There is a story of God’s love for the world that I would like to tell. But it is not easily told. Love requires that everything come out into the open, that everything be what it is. Love must come from the centre of a person and go to the centre of another person.
In many ways, we steel ourselves against the simple things, the true things, the lasting things, and have a preference for the immediate things, the complex things, the things that have to be done again or improved on because what we have is not real. We may show respect, loyalty, tolerance or give people what they want but still not have love. We may indulge a passion and still not have love.
Many things we do are helpful but not love, kind but still not love, useful or interesting or stimulating but not love. In particular, we try to stay in charge, but love involves giving ourselves away and this is risky.
There are obstacles to love flowing freely. Things have happened to us. We had to cope. We sought refuge behind talking, or listening, or making things, or doing things, or going places, or succeeding, or providing. But to do these things, we left something of ourselves behind—some unfinished business, something that couldn’t come out into the open. So, we moved forward—but not every part of us. There was a division, a severing of what was real from what we projected.
Cleverness may tell us what things are and how they work and if they can be changed. But only love can tell us who we are, and why.
God is love. This is our ‘problem’. God is love and he created us in an outpouring of himself. He is always our origin and goal, our centre, and, most significantly for us, the word by which to live. If he does not speak to us, we are effectively orphans—without a true home in this life or the next.
God himself is the love that makes us human. He does not have a ‘use by’ date, or go out of fashion, or wear out or become redundant. If we do not want to have God in our thinking, we live in death rather than life—we leave something of ourselves behind.
The pain of being a human being is very real. Those who do not feel it have decided that it is easier to live with the image they have become, or the dreams that may yet come true, or the best of what has now gone, or the imagining of what might have been.
But what is this pain? And why is it easier to move away from it than face it? Are we destined to be forever moving away from our centre rather than be moving out into life—wholly at rest with ourselves and our Creator—and giving to others from who we really are?
The story of God’s love begins with him creating us and giving us this world as our home. But it becomes clearest when Jesus Christ comes to share our history. When we say that God is love, it is his Son that we have in mind. We do not think of our pleasant or unpleasant experiences, or the ideas of God we have formed, or the prayers that have been answered, but very simply, of Christ.
To tell the story of God’s love is more than hard; it is miraculous. It must be told by Jesus Christ, in his own words and actions. And he can only tell it fully by laying down his life.
We must listen to Jesus Christ because God gave—and gives him to us. There is nothing greater that God could give. Life itself is a gift. To breathe and to know that God formed us is beyond telling. But he has given us his own Son—his very self really, because all of his love is focused on this Son. To give us his Son is to give us all he has.

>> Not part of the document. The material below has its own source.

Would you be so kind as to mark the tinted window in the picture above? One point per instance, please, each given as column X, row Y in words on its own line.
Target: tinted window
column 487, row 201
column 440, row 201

What is remarkable is that the Son of God does not speak to the image we make for ourselves. He speaks to us. He knows our severed self and speaks God’s words. He speaks what his Father wants to say. What we hear comes from his fellowship with the Father. He speaks words that heal, so that we know our fractured life is not all there is. His words are not designed to shut us out.
Strangely, it is when he is crucified that we see ourselves more clearly than when we look at ourselves. Christ’s loving deed has encompassed us in our strange and mis-formed ways. He is there for us. But he is there, for us, in the presence of God—bearing God’s rejection of all that we have become. He is there before God, doing what he is doing for God. And he is received by God. We know this because God raises him from the dead to tell us that we are reconciled to him.
This Son is able to reveal God’s love to us. That is, he is able to say it, to be it, to convey it to us. He has never shut himself away from the love of his Father, has never needed to hide from what he is. He has received in full what his Father is and knows fully what his Father is about in the world. What he knows is that his Father is for us—though against what we have made of ourselves apart from him.
Now, we may come out of hiding. God has not only raised Jesus from the dead but recreated our broken humanity. He suffered for us in our brokenness so that we could join him in his wholeness—before his Father, God.
This is not just our new life but our true life. If we hear the word that God speaks through him, and trust him, we are children of God. We have been healed.
Through Christ now, we can change our view of everything. The place to find love is not by getting closer to ourselves or another person or our interests. Our own true self is here—in Christ, on the cross, and raised from the dead. This is the way of God for every human being—the way of love. From here, we know who we are, and we know that, like Christ, our life is for others.